Erişilebilirlik

IMF- Dünya Bankası Toplantıları Sona Erdi


Uluslararası Para Fonu IMF ve Dünya Bankası yıllık toplantısı sona erdi; ancak toplantı karşıtı eylemlerin maliyeti hala konuşuluyor. Başbakan Recep Tayyip Erdoğan da, “Protesto saldırı değildir. Protesto cam çerçeve indirmek değildir. Siz orada bir eylem yaparken yeni mağdurlar meydana getiriyorsunuz” diyerek tepkisini dile getirdi.

“Dünyadan yükselen çığlığa, taleplere, bu salonun dışında devam eden protestolara kulak vermemiz gerekiyor" bu ifadeleri Başbakan Erdoğan, IMF-Dünya Bankası yıllık toplantısının açılışında kullanmıştı; ancak Başbakan protestoculara tepkisini de yine aynı sözlerine gönderme yaparak gösterdi. Erdoğan, "Bunları söylerken Taksim'deki, İstiklal Caddesi'ndeki mağazaların, bankaların camlarını, çerçevelerini indirenleri kastetmiyorum" dedi. Başbakan, göstericilere 14 ayrı nokta ayrıldığını, bunun dışında eylem yapanların haksız duruma düştüklerini belirtti.

İstanbul Valisi Muammer Güler de IMF-Dünya Bankası toplantılarını protestolar kapsamında 30 Eylül'den bu yana yaklaşık 175 kişinin gözaltına alındığını belirterek, " İstanbul bir büyük kongreyle dünyanın gündemindeyken, böylesine çarpık görüntülerle imajına zarar verilmeye çalışılmaktadır" dedi. Güler, 7 polis aracının, 11 banka şubesinin, 5 iş yeri ile 6 konsolosluk binasının zarar gördüğünü de vurguladı. Taksim civarındaki esnafın da kayıbının büyük olduğu bildirildi. Olaylar sonucunda çok sayıda molotofkokteyli, sapan, demir bilye ele geçirildi.

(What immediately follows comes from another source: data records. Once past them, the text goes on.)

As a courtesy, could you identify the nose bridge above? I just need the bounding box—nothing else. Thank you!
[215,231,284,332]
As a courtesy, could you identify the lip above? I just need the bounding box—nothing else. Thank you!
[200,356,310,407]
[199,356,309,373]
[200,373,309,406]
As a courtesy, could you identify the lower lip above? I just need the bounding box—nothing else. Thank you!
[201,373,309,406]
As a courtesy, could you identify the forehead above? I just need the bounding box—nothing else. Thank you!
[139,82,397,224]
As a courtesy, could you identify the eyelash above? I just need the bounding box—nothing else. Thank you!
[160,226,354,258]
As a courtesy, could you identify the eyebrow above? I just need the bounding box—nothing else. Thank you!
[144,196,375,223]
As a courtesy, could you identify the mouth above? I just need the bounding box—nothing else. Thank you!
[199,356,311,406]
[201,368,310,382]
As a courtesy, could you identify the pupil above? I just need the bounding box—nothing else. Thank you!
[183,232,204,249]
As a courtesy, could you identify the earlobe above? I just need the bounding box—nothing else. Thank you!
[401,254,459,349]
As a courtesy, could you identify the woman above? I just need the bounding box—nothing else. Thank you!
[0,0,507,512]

Öte taraftan protestoculara polisin, biber gazı ve basınçlı su sıkması ise tepkiyle karşılandı.

Peki protestolara neden olan IMF-Dünya Bankası Yıllık Toplantıları’ndan ne kararlar çıktı? İstanbul Kararları olarak adlandırılacak kararlar üç başlık altında toparlanabilinir.

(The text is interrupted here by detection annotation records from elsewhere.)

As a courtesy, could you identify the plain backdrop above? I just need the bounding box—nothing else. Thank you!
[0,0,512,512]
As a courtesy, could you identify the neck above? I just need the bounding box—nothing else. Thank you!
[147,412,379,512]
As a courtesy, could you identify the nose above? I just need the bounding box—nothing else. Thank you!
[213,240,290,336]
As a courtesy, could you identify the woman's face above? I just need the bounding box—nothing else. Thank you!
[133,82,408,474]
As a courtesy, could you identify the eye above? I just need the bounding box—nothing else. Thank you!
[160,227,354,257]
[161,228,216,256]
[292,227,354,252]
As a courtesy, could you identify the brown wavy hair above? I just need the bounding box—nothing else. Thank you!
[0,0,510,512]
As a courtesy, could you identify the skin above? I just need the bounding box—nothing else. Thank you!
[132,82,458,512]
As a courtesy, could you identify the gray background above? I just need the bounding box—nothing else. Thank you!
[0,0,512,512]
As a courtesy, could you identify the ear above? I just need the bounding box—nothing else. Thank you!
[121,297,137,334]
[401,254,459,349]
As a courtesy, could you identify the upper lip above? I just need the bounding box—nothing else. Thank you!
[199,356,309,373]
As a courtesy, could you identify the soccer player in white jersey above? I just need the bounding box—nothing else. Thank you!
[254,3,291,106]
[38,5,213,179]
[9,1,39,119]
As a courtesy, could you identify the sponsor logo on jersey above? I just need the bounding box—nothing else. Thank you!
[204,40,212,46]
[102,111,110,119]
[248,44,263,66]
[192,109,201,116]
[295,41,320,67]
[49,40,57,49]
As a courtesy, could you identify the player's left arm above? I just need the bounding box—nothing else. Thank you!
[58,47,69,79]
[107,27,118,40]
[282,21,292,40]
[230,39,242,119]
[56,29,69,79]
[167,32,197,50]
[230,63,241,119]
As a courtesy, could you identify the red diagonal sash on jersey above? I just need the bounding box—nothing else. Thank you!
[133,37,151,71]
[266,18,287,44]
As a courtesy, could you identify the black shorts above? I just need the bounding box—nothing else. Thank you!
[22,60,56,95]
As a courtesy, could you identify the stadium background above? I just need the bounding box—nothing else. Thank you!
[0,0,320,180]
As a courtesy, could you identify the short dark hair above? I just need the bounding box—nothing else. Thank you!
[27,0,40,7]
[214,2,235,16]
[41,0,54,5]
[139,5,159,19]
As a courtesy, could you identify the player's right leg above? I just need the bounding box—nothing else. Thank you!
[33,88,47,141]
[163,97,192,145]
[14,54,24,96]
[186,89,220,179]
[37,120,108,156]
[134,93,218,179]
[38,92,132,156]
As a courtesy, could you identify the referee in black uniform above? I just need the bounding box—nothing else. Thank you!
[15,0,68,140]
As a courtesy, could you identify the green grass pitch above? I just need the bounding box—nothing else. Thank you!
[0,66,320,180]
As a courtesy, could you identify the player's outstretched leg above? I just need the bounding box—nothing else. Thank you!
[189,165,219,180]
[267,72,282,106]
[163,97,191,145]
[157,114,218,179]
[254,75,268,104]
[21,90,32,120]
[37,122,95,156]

Bunlardan birincisi IMF ve Dünya bankasındaki, yapılanma reformları. Yani az gelişmiş ülkelerin bu kurumların karar verme mekanizmalarında daha fazla yer alması. Bu konuda, 2011 yılına kadar da nihai bir sonuca ulaşılması kararlar arasında.

İkincinsi mevcut krizin en önemli sebeplerinden biri olan finans sisteminin daha etkin bir şekilde denetlenmesi gerekliliği.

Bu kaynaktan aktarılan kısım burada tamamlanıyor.